“I don’t want to live in a world where there is no privacy, and no room for intellectual exploration and creativity” – the words of US whistleblower Edward Snowden indicate how important privacy is for each individual. Privacy has been a seminal concern for many people and any attempt to breach it usually leads to an outcry.
Recently, an 18-year-old Austrian girl kicked off an interesting debate in the arena of ethics and privacy by suing her parents for uploading her childhood photos on Facebook.
In her complaint to the police, the girl argued that her parents made her life miserable by uploading embarrassing photos onto the site. “They didn’t care if I was sitting on the toilet or lying naked in the cot, every moment was photographed and made public,” she was quoted as saying by Austria’s Heute newspaper.
Though the girl requested her parents several times to remove the photos from Facebook, her father’s answer was “he had the right to do with them as he pleased”. However, the girl was not convinced and went to court.
There has been a plethora of debates revolving around the privacy concerns pertaining to Facebook and social networking sites ever since the story was published. Is it a breach of privacy if parents post photos of their beloved children on social networking sites?

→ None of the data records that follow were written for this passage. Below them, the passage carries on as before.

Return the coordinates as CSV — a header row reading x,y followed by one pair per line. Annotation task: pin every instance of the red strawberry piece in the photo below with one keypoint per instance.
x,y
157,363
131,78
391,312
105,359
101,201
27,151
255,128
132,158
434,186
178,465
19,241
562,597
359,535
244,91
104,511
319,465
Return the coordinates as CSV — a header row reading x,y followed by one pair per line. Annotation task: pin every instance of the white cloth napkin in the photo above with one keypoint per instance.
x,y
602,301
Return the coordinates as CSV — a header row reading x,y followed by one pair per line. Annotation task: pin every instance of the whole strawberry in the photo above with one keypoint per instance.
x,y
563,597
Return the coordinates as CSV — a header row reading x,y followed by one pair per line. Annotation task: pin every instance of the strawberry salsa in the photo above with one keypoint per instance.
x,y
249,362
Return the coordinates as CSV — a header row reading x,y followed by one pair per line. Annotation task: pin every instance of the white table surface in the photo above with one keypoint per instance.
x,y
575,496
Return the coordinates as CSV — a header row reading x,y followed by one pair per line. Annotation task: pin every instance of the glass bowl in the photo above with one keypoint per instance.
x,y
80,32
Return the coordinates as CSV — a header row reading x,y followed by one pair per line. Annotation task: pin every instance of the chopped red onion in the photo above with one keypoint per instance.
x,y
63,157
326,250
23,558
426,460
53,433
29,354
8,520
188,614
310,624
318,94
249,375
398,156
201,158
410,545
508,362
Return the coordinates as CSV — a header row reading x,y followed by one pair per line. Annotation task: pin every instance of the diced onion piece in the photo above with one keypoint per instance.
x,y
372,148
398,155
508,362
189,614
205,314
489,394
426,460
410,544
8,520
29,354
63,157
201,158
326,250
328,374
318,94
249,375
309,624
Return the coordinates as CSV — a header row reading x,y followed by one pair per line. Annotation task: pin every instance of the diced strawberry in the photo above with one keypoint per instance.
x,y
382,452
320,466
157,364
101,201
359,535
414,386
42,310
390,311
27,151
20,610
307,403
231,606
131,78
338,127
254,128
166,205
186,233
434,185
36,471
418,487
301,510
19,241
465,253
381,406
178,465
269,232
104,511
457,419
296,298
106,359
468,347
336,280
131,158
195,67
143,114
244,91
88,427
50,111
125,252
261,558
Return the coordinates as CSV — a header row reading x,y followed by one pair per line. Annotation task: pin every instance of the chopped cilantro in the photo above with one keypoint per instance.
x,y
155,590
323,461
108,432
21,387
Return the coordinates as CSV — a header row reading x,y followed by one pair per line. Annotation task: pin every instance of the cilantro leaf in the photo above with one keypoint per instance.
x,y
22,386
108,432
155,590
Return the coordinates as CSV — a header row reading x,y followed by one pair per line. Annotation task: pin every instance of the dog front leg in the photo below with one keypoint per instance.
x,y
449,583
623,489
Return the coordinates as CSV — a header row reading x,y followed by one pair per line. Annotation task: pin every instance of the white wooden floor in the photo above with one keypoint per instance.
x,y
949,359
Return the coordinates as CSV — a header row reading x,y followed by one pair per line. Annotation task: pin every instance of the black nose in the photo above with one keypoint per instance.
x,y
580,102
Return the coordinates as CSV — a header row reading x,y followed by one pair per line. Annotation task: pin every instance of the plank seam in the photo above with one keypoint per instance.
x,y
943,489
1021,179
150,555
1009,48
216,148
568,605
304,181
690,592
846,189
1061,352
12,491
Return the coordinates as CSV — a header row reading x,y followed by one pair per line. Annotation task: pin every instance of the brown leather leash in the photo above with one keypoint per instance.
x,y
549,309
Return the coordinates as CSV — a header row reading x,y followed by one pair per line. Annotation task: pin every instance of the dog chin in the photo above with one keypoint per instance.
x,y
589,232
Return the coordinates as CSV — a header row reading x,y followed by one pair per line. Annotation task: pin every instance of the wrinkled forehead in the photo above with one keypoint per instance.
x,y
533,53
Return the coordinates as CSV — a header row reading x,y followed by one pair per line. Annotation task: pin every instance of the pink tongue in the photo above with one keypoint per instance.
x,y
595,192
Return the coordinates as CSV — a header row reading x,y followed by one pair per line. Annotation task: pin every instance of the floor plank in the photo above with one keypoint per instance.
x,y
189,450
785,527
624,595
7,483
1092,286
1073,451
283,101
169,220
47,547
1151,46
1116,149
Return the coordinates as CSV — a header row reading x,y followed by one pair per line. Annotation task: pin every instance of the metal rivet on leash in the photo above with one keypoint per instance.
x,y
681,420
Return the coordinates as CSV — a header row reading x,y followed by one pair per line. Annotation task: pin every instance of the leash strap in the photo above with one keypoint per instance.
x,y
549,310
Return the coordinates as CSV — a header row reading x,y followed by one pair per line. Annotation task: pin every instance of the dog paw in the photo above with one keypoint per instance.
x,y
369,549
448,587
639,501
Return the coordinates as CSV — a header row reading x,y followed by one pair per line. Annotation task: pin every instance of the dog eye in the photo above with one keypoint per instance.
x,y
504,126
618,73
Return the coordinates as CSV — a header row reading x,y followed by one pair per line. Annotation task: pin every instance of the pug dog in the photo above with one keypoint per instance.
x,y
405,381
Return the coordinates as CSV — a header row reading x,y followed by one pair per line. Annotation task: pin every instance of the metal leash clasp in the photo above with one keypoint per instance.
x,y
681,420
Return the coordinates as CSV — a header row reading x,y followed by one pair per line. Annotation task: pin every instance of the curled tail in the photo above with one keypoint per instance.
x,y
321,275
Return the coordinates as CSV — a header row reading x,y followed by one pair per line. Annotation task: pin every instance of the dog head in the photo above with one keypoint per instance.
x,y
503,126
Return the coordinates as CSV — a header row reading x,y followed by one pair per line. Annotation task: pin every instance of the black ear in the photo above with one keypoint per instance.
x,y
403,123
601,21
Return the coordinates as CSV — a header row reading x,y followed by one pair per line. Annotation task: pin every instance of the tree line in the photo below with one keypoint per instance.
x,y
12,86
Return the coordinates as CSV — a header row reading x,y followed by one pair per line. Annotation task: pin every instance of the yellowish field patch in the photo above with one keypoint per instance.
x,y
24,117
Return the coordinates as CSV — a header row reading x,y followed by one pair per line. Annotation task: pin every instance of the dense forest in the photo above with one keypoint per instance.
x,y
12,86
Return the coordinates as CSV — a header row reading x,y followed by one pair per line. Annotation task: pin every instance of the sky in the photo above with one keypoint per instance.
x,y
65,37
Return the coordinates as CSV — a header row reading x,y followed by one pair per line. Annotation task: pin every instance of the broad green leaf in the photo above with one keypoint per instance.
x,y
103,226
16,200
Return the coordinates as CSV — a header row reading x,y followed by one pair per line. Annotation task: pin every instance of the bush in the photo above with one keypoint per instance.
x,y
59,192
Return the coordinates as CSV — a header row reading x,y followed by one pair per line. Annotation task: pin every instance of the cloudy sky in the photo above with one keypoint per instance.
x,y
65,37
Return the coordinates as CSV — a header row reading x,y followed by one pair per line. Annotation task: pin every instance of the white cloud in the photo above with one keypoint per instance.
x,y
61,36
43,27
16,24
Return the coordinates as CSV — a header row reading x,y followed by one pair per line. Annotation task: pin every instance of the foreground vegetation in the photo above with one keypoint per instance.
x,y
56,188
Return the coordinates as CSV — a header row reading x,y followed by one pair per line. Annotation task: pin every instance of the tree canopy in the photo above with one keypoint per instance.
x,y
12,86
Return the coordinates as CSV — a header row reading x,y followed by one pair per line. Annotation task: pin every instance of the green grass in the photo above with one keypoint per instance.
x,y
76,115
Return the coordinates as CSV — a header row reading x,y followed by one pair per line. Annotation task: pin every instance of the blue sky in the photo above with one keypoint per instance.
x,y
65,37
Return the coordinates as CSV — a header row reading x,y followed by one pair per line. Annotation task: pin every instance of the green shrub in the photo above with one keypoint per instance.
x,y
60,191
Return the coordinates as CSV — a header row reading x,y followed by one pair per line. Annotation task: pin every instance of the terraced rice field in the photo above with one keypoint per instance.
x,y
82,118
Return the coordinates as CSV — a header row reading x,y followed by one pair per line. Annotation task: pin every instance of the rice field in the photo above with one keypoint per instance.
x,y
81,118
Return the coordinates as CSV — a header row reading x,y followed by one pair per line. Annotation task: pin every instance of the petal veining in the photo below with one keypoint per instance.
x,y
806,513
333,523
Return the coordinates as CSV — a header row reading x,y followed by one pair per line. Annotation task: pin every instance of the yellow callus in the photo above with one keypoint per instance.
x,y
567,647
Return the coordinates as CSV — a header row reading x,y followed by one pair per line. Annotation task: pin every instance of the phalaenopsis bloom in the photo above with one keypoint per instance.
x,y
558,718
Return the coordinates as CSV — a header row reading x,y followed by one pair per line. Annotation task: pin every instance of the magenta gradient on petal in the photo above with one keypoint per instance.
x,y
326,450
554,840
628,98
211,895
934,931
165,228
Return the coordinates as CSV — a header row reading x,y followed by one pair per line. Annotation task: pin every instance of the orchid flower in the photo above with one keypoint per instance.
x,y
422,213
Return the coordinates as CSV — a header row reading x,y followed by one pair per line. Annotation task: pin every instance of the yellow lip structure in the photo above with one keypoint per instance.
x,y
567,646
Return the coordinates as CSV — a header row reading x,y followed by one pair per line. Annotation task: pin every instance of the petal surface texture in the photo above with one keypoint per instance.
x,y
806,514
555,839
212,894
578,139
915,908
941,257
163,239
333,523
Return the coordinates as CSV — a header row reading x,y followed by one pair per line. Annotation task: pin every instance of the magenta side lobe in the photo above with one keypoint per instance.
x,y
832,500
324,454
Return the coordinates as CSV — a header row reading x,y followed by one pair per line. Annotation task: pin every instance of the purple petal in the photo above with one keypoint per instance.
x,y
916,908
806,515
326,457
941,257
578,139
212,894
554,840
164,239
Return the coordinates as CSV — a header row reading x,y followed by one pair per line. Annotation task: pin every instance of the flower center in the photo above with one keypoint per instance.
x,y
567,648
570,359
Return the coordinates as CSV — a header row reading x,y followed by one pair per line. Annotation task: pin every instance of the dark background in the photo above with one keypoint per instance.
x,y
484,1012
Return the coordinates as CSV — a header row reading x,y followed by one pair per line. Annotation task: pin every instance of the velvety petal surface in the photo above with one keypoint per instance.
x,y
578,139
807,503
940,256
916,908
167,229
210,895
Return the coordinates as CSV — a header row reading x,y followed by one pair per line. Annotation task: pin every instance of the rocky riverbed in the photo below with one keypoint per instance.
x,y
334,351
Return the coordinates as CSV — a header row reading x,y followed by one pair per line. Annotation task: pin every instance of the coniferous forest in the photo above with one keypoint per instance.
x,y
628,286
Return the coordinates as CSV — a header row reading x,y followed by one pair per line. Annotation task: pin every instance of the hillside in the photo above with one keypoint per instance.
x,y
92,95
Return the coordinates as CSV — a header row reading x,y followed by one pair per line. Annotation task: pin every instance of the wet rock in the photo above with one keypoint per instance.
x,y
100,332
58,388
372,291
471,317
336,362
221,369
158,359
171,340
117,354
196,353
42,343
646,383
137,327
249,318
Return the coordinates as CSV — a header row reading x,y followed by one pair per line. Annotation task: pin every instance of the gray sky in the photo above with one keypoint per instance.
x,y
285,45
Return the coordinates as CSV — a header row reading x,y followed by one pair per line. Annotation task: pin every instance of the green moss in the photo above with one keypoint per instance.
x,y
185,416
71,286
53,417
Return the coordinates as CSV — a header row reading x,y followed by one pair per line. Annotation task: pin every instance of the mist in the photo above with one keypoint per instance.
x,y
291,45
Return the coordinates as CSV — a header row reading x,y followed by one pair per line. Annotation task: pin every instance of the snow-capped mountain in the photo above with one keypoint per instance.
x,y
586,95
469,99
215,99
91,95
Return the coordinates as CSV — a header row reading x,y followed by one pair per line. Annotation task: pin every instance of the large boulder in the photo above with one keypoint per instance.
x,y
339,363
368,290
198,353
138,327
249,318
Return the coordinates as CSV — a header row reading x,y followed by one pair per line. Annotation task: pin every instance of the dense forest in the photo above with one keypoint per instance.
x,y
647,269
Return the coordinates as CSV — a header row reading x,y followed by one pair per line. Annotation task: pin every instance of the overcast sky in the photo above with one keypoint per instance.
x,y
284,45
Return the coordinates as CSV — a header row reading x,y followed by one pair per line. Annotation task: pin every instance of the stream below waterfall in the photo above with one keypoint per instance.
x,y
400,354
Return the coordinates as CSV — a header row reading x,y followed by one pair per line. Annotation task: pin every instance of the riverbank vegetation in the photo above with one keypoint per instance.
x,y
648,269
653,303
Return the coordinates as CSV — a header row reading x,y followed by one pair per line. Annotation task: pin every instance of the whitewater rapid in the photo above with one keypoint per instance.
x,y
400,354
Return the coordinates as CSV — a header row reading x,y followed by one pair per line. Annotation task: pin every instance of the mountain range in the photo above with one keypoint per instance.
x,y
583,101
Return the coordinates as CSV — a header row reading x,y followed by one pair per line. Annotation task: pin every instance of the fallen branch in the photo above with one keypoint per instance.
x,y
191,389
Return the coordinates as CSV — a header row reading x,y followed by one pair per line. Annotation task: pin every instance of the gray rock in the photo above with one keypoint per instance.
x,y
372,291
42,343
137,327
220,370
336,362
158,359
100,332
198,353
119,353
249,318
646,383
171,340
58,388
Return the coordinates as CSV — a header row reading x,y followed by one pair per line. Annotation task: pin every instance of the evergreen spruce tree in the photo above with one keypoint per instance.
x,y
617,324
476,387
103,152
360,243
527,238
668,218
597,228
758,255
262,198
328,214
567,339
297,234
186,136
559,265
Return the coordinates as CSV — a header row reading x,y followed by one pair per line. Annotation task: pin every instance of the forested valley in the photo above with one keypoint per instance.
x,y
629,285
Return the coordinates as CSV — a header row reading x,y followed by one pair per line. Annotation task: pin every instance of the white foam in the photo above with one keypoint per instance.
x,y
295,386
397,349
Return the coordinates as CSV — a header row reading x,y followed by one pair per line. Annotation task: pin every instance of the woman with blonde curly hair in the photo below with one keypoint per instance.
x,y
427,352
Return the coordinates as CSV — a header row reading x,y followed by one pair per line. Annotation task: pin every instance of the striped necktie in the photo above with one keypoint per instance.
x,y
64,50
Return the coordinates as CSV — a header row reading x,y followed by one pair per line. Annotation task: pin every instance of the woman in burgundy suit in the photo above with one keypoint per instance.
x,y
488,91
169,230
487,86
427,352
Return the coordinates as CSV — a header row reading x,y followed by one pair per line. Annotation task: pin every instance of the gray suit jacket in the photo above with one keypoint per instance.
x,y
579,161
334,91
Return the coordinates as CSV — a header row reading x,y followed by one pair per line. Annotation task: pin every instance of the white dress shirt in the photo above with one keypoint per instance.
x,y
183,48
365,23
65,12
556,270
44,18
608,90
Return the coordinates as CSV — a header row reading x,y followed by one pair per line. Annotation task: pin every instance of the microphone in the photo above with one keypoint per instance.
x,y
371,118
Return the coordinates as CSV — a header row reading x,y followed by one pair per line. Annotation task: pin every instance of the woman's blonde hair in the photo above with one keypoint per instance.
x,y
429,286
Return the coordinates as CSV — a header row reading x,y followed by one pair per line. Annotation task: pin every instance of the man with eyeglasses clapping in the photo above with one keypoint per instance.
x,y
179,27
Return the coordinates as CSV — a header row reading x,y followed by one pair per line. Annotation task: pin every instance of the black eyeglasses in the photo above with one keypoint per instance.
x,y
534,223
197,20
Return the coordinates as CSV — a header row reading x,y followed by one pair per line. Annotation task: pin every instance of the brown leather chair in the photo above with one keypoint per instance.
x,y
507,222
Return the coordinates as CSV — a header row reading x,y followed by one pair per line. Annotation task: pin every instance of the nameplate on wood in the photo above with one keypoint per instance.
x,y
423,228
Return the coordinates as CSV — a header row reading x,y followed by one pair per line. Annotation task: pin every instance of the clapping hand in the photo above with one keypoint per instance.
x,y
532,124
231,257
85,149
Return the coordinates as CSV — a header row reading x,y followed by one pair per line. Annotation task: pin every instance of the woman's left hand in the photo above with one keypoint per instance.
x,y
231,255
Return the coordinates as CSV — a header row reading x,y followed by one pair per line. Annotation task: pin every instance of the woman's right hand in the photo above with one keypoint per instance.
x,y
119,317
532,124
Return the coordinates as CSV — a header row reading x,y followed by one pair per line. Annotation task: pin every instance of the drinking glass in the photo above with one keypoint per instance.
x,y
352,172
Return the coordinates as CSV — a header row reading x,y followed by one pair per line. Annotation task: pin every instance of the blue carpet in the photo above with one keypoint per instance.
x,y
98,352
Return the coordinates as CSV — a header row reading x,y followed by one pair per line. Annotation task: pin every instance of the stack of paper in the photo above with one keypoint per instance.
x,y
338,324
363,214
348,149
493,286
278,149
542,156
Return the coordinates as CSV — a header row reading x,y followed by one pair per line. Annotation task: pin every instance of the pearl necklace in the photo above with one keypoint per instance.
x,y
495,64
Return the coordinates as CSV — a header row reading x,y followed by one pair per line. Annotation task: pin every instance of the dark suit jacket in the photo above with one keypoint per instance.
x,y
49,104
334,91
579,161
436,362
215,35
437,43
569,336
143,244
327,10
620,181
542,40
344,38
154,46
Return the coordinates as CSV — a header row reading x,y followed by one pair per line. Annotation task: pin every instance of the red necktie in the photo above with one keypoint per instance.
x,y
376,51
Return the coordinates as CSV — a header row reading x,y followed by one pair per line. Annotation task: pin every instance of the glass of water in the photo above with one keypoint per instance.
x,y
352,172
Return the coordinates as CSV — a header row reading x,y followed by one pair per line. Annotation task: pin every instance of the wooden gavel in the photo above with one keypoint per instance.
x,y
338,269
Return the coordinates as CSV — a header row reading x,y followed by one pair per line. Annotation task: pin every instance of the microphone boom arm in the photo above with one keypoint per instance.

Foreseeing such an ethical dilemma, the French authorities have already taken a substantial step towards addressing this question. They have warned people that posting pictures of children on social networking sites could attract a jail sentence and a fine of €45,000 if “their offspring later sued them for breaching their right to privacy or jeopardising their security”.
This measure was prompted mainly by the possibility of paedophiles misusing photos of children. But this French move made Facebook introspect on the issue. Quoting one of the Facebook vice presidents, Jay Parikh, the Telegraph in the UK reported that “Facebook was considering setting up a system to notify parents who put photographs of children online without restricting their privacy settings.”
Meanwhile, a study conducted by internet company Nominet in 2015 reveals that the average parent posts over 200 photos of their children every year, although the majority don’t check the privacy settings regularly.
The study further revealed that 17 per cent of parents have never checked their Facebook privacy settings and almost half have only checked once or twice. The motive of most parents in posting photos of their children on Facebook is absolutely positive, ie, to create a digital footprint for their child from a young age.
But let’s come back to the Austrian girl. The core of the debate is neither related to the threat of paedophiles nor the privacy settings in Facebook. The core question is whether anyone has the right to distribute one’s photographs without one’s consent, even if it is one’s parents.
The social media debate following the Austrian case was almost evenly divided between those who sided with the parents and stressed the emotions and relationship, and those who supported the girl and questioned the ethics of posting nude and embarrassing photos.
The ethical questions raised by the Austrian girl need to be addressed within a proper privacy framework. The privacy issue has been interpreted in many ways by privacy experts and each of them has a different take.
While many of them have answered the privacy question by addressing the binary construct - private vs public - only a few have dealt with the grey areas and the areas that go beyond the binary aspect.
One privacy expert who can illuminate these grey and uncovered areas of privacy is Helen Nissenbaum, Professor of Culture and Communication at New York University. Nissenbaum offers a privacy framework called Contextual Integrity under which she argues that all information is tagged with context.
The framework comprises two aspects: the ‘Norms of Appropriateness’ and the ‘Norms of Distribution’. The former explains what information about a person is appropriate or fitting to reveal in a particular context, e.g., a professor may be highly visible to other gays at a gay bar but discreet about his sexual orientation at the university.
The Norms of Distribution refer to the people to whom the transfer of information can be done or not, e.g. friends expect what they say to each other to be held in confidence and not arbitrarily spread to others. The breach of either of these norms of information flow can be considered as a breach of contextual privacy also.
So, then, was it fair of the Austrian parents to have shared the photos of their daughter on Facebook?
As per Nissenbaum’s Norms of Distribution, they had the right to share their personal information and photos with their friends. But they do not have the freedom to share this information or photos with a third party. Hence, if a person uploads someone else’s photo, the consent of the latter is needed. Uploading a photo without their consent constitutes a clear breach of the Norms of Distribution and thus of the contextual privacy too.
Under Nissenbaum’s privacy framework the Austrian girl has a legitimate case of a breach of privacy.
The case is set to come to court in November. Michael Rami, the girl’s lawyer, believes that she has a good chance of winning the case, given the tone of the debates and the trends that have emerged globally over privacy.
Whether she wins or not, though, the case may make parents aware of the complexities of posting pictures of their offspring. It seems clear that self-regulation by parents aimed at respecting the privacy rights of their child might be the best way to go forward.
The outcome of the case will have repercussions beyond Austria because the ruling is likely to become a benchmark in the evolution of the debate on privacy on social networking sites.